É mentira, por exemplo, que a independência do Brasil fosse um movimento popular, desejado pela população. Os jornais da época nem falavam desse assunto até poucas semanas antes do grito do Ipiranga; tratou-se de um movimento de elite de poucos personagens potentes – para sermos mais corretos, foi uma secessão, coisa que ninguém diz.
Também não é verdade que a Inglaterra queria acabar com a escravidão “por interesse” – muito pelo contrário! O movimento abolicionista começou fortemente baseado em questões morais. Os mesmos ingleses tiveram de convencer os compatriotas que era possível ter atividade econômica e produzir bens e serviços sem escravidão.

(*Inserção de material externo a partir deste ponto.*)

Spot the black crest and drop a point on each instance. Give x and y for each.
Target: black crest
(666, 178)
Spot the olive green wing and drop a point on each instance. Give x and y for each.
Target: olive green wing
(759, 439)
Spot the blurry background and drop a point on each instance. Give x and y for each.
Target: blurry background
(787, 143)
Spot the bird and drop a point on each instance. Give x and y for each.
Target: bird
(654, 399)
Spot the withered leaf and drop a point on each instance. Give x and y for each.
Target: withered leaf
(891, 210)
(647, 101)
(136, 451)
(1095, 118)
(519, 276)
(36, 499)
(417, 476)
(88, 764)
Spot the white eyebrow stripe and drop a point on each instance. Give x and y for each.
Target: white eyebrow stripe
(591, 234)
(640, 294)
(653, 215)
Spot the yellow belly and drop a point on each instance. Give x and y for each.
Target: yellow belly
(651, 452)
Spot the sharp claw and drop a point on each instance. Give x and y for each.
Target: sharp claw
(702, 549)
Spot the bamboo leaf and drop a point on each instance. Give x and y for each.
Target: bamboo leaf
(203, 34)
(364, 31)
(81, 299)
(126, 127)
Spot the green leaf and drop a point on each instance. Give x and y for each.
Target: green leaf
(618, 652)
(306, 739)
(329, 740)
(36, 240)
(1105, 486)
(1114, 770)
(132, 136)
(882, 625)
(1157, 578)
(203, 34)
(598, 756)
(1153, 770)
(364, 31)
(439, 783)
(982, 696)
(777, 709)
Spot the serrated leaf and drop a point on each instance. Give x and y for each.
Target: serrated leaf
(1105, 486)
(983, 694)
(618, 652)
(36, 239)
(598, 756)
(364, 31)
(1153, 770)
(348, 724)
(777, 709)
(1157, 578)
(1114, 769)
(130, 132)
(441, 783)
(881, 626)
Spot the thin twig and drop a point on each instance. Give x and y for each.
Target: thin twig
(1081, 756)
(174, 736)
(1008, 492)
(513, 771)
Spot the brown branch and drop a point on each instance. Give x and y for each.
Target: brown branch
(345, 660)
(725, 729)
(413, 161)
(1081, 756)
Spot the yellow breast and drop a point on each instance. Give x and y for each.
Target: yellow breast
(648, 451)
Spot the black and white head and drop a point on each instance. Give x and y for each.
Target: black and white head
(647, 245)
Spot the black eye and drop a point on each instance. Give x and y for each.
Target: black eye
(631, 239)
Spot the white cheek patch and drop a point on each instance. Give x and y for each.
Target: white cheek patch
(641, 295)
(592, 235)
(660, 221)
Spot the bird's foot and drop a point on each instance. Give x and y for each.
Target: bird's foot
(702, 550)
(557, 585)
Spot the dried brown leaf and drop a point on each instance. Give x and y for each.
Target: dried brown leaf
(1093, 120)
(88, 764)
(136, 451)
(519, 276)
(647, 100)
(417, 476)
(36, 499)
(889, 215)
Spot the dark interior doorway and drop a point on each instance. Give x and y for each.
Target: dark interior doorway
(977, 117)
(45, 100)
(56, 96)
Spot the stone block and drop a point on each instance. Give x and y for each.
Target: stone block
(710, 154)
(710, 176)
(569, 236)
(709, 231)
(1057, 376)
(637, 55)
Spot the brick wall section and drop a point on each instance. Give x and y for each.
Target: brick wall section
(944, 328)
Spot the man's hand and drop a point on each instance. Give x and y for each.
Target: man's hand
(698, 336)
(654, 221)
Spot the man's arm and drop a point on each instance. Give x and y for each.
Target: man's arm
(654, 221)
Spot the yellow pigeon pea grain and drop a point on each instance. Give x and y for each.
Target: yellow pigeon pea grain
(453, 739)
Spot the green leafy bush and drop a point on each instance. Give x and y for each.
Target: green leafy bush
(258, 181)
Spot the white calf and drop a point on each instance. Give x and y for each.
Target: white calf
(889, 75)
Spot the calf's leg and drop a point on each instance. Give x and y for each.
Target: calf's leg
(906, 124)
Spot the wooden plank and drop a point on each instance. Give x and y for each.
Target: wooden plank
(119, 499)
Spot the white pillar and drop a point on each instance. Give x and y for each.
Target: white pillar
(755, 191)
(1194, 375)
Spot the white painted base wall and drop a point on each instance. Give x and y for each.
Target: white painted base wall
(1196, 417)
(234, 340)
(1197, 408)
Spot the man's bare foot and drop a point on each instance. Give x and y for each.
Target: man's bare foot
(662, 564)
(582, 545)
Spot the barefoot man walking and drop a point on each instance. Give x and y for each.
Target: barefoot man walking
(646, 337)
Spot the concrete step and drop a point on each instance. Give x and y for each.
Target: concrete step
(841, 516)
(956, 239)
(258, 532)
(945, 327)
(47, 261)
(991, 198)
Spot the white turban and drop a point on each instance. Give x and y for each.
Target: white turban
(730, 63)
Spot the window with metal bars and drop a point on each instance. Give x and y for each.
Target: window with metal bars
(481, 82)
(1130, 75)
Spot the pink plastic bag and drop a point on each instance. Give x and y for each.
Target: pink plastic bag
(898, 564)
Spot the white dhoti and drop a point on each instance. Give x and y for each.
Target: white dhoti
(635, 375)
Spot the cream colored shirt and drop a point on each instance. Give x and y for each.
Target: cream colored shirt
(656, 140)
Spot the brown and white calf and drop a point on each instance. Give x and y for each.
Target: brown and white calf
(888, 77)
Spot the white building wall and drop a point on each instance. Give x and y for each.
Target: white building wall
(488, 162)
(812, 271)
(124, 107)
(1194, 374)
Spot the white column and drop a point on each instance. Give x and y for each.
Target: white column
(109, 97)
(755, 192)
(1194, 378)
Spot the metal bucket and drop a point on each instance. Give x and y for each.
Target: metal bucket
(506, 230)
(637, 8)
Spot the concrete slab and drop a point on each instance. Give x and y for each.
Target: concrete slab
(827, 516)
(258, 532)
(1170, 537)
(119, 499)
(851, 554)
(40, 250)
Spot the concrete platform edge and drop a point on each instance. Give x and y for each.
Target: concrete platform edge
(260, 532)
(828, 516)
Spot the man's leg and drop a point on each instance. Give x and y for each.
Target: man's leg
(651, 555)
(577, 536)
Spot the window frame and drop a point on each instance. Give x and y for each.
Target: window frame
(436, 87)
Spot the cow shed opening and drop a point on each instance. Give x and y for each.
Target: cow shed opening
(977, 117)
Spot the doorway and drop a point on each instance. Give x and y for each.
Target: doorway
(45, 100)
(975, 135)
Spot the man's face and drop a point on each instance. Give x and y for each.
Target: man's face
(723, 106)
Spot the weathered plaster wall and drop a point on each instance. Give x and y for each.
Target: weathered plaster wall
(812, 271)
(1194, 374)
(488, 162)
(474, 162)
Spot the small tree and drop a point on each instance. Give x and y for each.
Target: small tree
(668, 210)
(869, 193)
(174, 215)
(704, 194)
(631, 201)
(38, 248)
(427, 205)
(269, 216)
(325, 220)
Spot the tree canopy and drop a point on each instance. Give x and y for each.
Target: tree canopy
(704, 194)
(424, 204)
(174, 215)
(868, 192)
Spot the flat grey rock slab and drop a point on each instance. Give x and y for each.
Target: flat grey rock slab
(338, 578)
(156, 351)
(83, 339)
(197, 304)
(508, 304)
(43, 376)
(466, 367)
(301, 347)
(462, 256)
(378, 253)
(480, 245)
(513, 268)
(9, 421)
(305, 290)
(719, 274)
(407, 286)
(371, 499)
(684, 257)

Infelizmente, muitas vezes a história oficial é uma grande mentira, cumprindo uma função política e de controle social
É mentira que Brasil e Paraguai foram levados à guerra pela Inglaterra, e que o Brasil teria matado 95% da população masculina do Paraguai (as melhores estimativas falam de 8,7%, ou no máximo 18%). E o presidente paraguaio Solano López não era um bom mocinho que só queria a independência; era um ditador odiado em sua pátria, que mandou milhares de compatriotas ao massacre e um país à ruina, por questão de honra pessoal.
Não é verdade que o Brasil é um “país capitalista”. No Índice de Liberdade Econômica da Heritage Foundation, o Brasil está na 124.ª posição (de 184 países), entre as nações com as economias menos livres do mundo.
Não se fala, ainda, que a instauração da República foi um golpe; que o chamado “pai dos pobres” era, na verdade, um ditador como qualquer outro (os programas sociais e assistenciais nasceram naquela época em todo o Ocidente, sendo fruto de uma época histórica); que a Coluna Prestes matava, estuprava, incendiava e roubava pobres cidadãos comuns e agricultores por onde passava; que só a Intentona Comunista matou mais que toda a ditadura militar em 30 anos.
Até em assuntos mais amenos as fake news perduram. Não é verdade que Santos-Dumont seja o inventor do avião; nenhum país do mundo o considera como tal, ninguém nem o conhece. Todos, não só nos Estados Unidos, sabem que foram os irmãos Wright, cujo avião voava de verdade, mais alto, por mais tempo e em distância maior. A feijoada não é africana e nem de origem popular: tem origem no Império Romano, e todos os países europeus herdeiros de Roma faziam ou fazem misturas similares, como a famosa cassoulet francesa e o bollito misto italiano. No Brasil, a versão com feijão preto ficou famosa primeiro entre os mais ricos. O café, hoje considerado típico produto brasileiro (o Brasil é o maior produtor e exportador do mundo), não é autóctone: em 1713, Francisco de Melo Palheta o roubou na Guiana Francesa e o trouxe para o Pará.
Infelizmente, muitas vezes a história oficial é uma grande mentira, cumprindo uma função política e de controle social. A missão não é a busca pela verdade, mas a manipulação da opinião pública. E é grave não ter uma verdade estabelecida sobre grandes fatos da história do país. A história e a identidade coletiva não podem repousar em cima de mentiras.
Se as fake news são um problema, o que fazer com as fake news que perduram décadas e séculos, as fake olds? Os mesmos que mentiram e mentem sobre fake olds querem hoje resolver as fake news. É muito provável que se regulamentem as segundas sem resolver antes as primeiras. Como disse Edmund Burke, “um povo que não conhece sua história está fadado a repeti-la” – fake olds e fake news incluídas.